O governo Jair Bolsonaro está prestes a criar uma bolha de crédito sem precedentes na história brasileira. Incapaz de garantir condições dignas de sobrevivência para famílias carentes, o Executivo optou por destruir as bases do Bolsa Família, retirar suas contrapartidas e substituí-lo pelo eleitoreiro Auxílio Brasil. Definiu que o piso do programa seria de R$ 400 sem qualquer estudo técnico, independentemente do tamanho das famílias e da idade dos filhos, e, apavorado pela estagnação de Bolsonaro nas pesquisas, decidiu elevá-lo a R$ 600 seis meses depois. Agora, a título de facilitar o acesso ao crédito em um país de endividados, o governo achou por bem autorizar o contingente de atendidos pelo Auxílio Brasil a tomar empréstimos consignados, modalidade de financiamento em que a parcela é descontada do pagamento de forma automática.
Essa temeridade era parte de uma medida provisória enviada ao Congresso em março e que já recebeu o aval da Câmara e do Senado. Pelo texto aprovado, os beneficiários poderão comprometer 40% do valor que recebem em operações com prazo de até dois anos. A proposta ainda precisa ser regulamentada, mas já há instituições prontas para atender este público com escorchantes taxas de 4,98% ao mês e de 85,99% ao ano, como relatou a jornalista Adriana Fernandes em sua coluna no Estadão. O Executivo poderia ter tentado resguardar os mais vulneráveis ao impor um teto aos juros dessas operações. Se estivesse preocupado em reduzir as taxas cobradas na ponta, poderia ter colocado a União como garantidora em caso de inadimplência. Como não fez nada disso, o céu será o limite e cada um que se proteja da forma como puder.
Não há por que esperar uma atuação social consistente de um governo que pensa dia e noite na reeleição, mas dessa vez a temeridade atingiu o ápice. Dados mais recentes da Serasa Experian apontam que 66,6 milhões de pessoas estavam com o nome sujo em maio, o maior número de devedores de toda a série da pesquisa. Com a disparada da inflação e os juros em alta, milhões de brasileiros lutam pela sobrevivência diária em trabalhos informais que pagam baixos salários. Muitos escolhem quais contas deixarão de ser pagas a cada mês; outros procuram financiamentos para quitá-las. Há também quem busque alavancagem com novos empréstimos para pagar financiamentos mais antigos – ou seja, rolar dívidas. Quase metade da população está um pouco ou muito preocupada com sua situação financeira, e 6 em cada 10 brasileiros acham que não conseguirão pagar suas contas nos próximos seis meses, segundo pesquisa realizada pela Ipsos e publicada pelo Valor.

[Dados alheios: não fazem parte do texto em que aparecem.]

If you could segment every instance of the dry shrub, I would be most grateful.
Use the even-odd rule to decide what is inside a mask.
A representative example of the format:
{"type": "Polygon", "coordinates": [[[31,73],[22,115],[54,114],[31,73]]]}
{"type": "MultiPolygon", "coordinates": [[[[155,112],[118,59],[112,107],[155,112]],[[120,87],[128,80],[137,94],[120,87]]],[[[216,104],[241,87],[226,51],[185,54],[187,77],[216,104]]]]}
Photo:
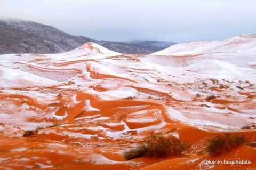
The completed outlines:
{"type": "Polygon", "coordinates": [[[37,133],[37,131],[26,131],[23,134],[23,137],[28,137],[37,133]]]}
{"type": "Polygon", "coordinates": [[[251,128],[251,126],[250,125],[244,125],[241,127],[241,129],[250,129],[251,128]]]}
{"type": "Polygon", "coordinates": [[[210,101],[212,99],[216,99],[217,97],[215,95],[212,95],[206,98],[206,101],[210,101]]]}
{"type": "Polygon", "coordinates": [[[242,135],[230,133],[218,134],[211,139],[206,146],[208,152],[213,155],[228,152],[231,149],[246,142],[246,137],[242,135]]]}
{"type": "Polygon", "coordinates": [[[188,151],[189,145],[175,137],[163,136],[152,136],[145,141],[144,144],[132,149],[124,154],[126,160],[130,160],[142,156],[147,157],[163,157],[180,155],[182,152],[188,151]]]}

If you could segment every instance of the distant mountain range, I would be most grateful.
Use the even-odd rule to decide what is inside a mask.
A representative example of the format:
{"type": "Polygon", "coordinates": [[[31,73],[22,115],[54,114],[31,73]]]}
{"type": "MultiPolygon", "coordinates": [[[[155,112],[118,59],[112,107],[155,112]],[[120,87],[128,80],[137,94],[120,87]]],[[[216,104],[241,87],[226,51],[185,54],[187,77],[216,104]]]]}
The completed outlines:
{"type": "Polygon", "coordinates": [[[55,28],[20,20],[0,21],[0,54],[58,53],[70,51],[87,42],[100,44],[122,53],[150,54],[176,43],[136,41],[115,42],[73,36],[55,28]]]}

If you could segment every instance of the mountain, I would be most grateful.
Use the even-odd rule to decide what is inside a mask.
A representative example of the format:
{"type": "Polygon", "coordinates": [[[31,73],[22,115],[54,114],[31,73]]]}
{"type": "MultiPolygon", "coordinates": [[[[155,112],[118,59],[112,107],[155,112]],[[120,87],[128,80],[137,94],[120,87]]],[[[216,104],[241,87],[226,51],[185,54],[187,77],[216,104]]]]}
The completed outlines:
{"type": "Polygon", "coordinates": [[[87,42],[94,42],[122,53],[149,54],[173,43],[114,42],[70,35],[54,27],[34,22],[0,21],[0,54],[58,53],[68,51],[87,42]]]}
{"type": "Polygon", "coordinates": [[[241,35],[223,41],[198,41],[181,43],[152,55],[170,55],[224,52],[256,52],[256,34],[241,35]]]}
{"type": "Polygon", "coordinates": [[[255,169],[255,45],[246,35],[154,54],[89,42],[1,55],[0,169],[234,169],[205,160],[255,169]],[[187,145],[179,140],[189,151],[143,156],[147,141],[164,154],[187,145]],[[222,154],[209,153],[212,141],[222,154]],[[127,151],[134,159],[125,161],[127,151]]]}

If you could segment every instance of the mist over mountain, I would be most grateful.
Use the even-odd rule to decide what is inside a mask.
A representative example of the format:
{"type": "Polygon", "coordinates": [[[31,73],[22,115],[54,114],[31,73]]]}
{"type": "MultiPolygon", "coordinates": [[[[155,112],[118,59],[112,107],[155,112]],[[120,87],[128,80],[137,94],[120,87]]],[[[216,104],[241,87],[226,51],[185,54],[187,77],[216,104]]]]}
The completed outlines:
{"type": "Polygon", "coordinates": [[[87,42],[94,42],[122,53],[149,54],[175,43],[137,41],[115,42],[73,36],[55,28],[35,22],[0,21],[0,54],[57,53],[68,51],[87,42]]]}

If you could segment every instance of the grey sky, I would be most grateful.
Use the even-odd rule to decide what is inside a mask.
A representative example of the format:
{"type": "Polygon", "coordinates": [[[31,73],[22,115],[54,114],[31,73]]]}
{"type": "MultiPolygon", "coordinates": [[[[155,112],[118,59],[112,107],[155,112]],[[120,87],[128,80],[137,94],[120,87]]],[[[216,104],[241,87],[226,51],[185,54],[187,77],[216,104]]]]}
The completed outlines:
{"type": "Polygon", "coordinates": [[[255,9],[255,0],[0,0],[0,18],[116,41],[179,43],[256,34],[255,9]]]}

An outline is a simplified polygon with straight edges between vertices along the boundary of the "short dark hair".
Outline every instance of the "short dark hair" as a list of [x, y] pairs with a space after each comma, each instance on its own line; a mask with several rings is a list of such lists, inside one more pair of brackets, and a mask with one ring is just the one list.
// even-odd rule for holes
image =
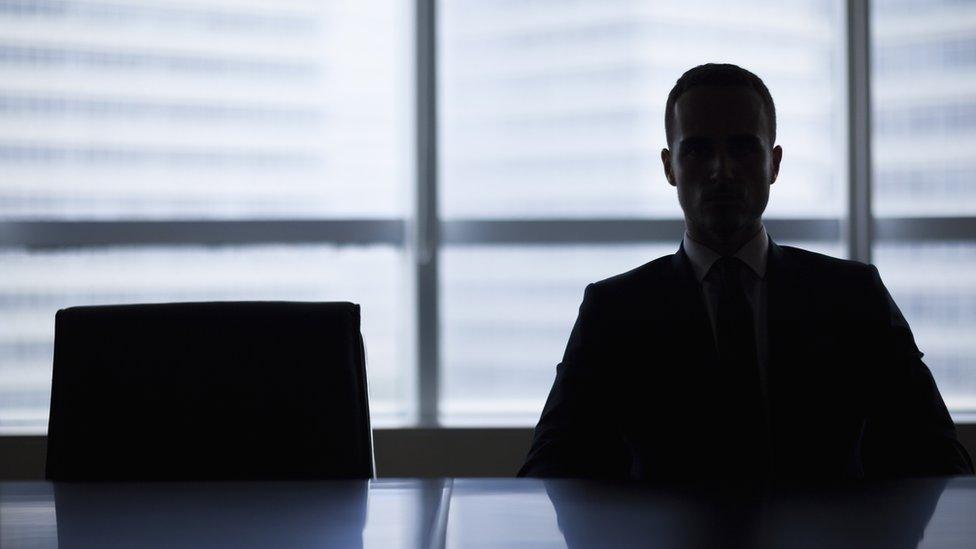
[[769, 144], [776, 143], [776, 105], [773, 96], [762, 79], [738, 65], [728, 63], [706, 63], [698, 65], [681, 75], [668, 94], [668, 102], [664, 107], [664, 134], [671, 146], [674, 135], [674, 105], [686, 91], [698, 86], [743, 86], [752, 88], [762, 99], [766, 108], [766, 118], [769, 120]]

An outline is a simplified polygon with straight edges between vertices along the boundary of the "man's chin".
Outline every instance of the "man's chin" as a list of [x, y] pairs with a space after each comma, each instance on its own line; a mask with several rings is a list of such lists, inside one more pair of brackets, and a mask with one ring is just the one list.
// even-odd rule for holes
[[729, 216], [709, 219], [705, 223], [708, 231], [714, 235], [734, 235], [735, 233], [752, 225], [751, 219], [742, 216]]

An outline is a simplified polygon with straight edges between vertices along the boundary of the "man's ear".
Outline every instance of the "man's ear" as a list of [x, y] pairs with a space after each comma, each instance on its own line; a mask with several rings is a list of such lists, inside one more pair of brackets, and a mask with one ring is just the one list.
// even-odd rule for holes
[[773, 180], [769, 182], [770, 185], [776, 183], [776, 178], [779, 177], [779, 163], [783, 160], [783, 147], [776, 145], [773, 147]]
[[674, 171], [671, 170], [671, 151], [667, 148], [661, 149], [661, 163], [664, 164], [664, 177], [668, 178], [668, 183], [676, 187], [674, 182]]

A dureza do cenário econômico já permitia vislumbrar um aumento da inadimplência nos próximos meses, mas a entrada de 20 milhões de famílias do Auxílio Brasil no mercado de crédito faz desta previsão uma certeza. Ao menos em tese, o aumento do piso do Auxílio Brasil é temporário e volta a ser de R$ 400 em janeiro. Não há, no Orçamento de 2023, recursos reservados para mantê-lo em R$ 600, a despeito das promessas de campanha feitas por Bolsonaro e pelo petista Lula da Silva. Para levantar um montante de R$ 2.500, o beneficiário terá que pagar R$ 160 mensais e receberá R$ 440 até dezembro; quando o valor pago pelo governo voltar a ser de R$ 400, a parcela que efetivamente chegará ao seu bolso será cortada para R$ 240, praticamente o mesmo que era pago em média pelo Bolsa Família em 2021. Ao fim dessa operação, terá pago quase o dobro do que tomou inicialmente e provavelmente estará devendo a agiotas que cobrarão juros ainda mais exorbitantes em operações paralelas.
Não satisfeito em distorcer todos os conceitos de políticas sociais orientadas pela redução da desigualdade e pelo combate à pobreza, o que o governo faz agora é lançar milhões de famílias vulneráveis e desprovidas de qualquer noção de educação financeira ao precipício. As consequências de mais uma decisão marcada pelo improviso e pelo desespero eleitoral são mais do que previsíveis.